When tackling a wildfire, firefighters need to juggle several factors including wind, temperatures, and humidity and they get their information from many different sources. That can take time and lead to some decision inconsistencies.

That’s one of the reasons researchers decided to streamline data on one of the most important aspects of the firefight.

The Burn Period Tracking Tool takes hourly data from a network across the southwest and gathers observations on relative humidity.

“We plot that out across the southwest and then keep track of that over the year to basically gauge short-term variations in fire weather,” said Michael Crimmins, a Professor at the Department of Environmental Science.

The data in the tool isn’t new, but getting it all in one place is.

“There wasn’t an easy, quick way to actually access this across the whole network,” added Crimmins. “So we just simply stepped in and just helped visualize this data.”

This tool is the culmination of three years of investigation into what information wildland fire managers use to make decisions.

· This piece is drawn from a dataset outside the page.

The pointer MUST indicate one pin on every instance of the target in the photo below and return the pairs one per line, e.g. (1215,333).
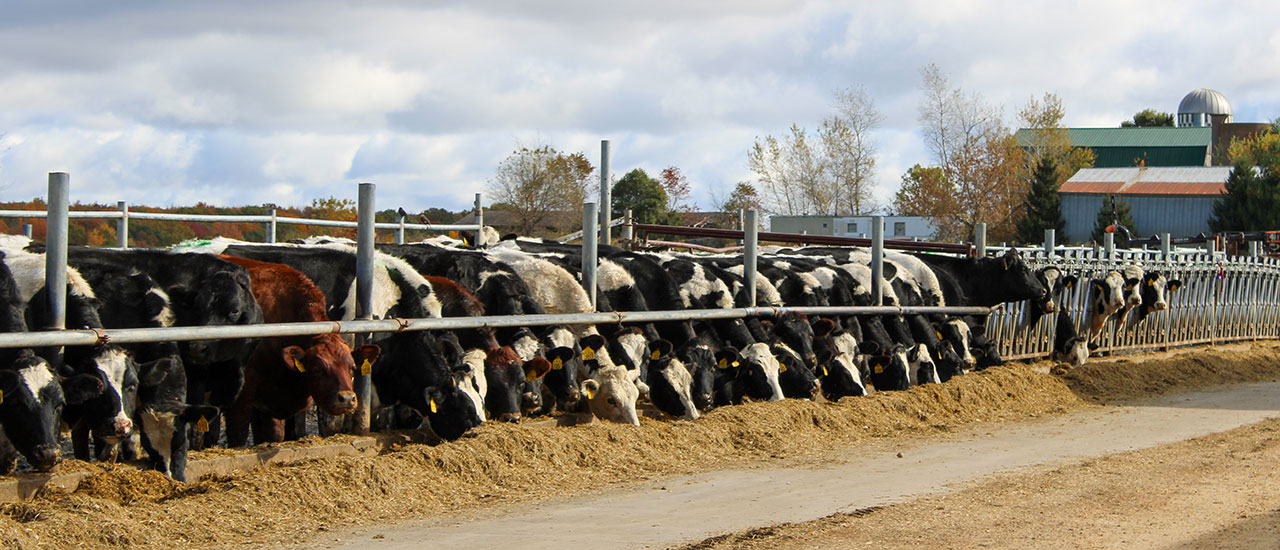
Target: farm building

The results showed they were getting their information from many different sources, which led to some inconsistencies in decision-making.

“One of the fire managers screen-shared with us and he showed us his tabs and he had something like 40 different sources of information that he was consulting,” said Dan Ferguson, Associate Professor of Environmental Science. “Basically what he said was,I don’t use all 40 of them all the time, but I’m looking at all this stuff all the time trying to figure out which one is the best one.”

It may sound like a simple tool, but for the people who created it, it means a lot to help out.

“These managers are making decisions that affect people’s lives,” said George Frisvold, Professor at the Department of Agricultural & Resource Economics. “People’s lives and property are at stake. It was a burden to them, emotionally I think, to make the right decision. So helping those folks feels good.”

K.P. Maxwell, wildland coordinator with the Tucson Fire Department, said tracking humidity is one of the most important parts of fighting a wildfire, especially with the dry conditions we’ve been seeing.

“Often at night time, we expect a recovery for that humidity to come up to maybe 30% and fire activity will go down,” he said. “But when it doesn’t recover and that humidity doesn’t come up at night time, then we can continue to have active burning through the night. So it doesn’t quite give firefighters the relief or the break that we need to get around a fire.”

Maxwell added that if he were only given one factor to monitor during a wildfire, it would be humidity because moist fuels aren’t going to burn even if they have wind on them, but if you have dry fuels without wind they will burn.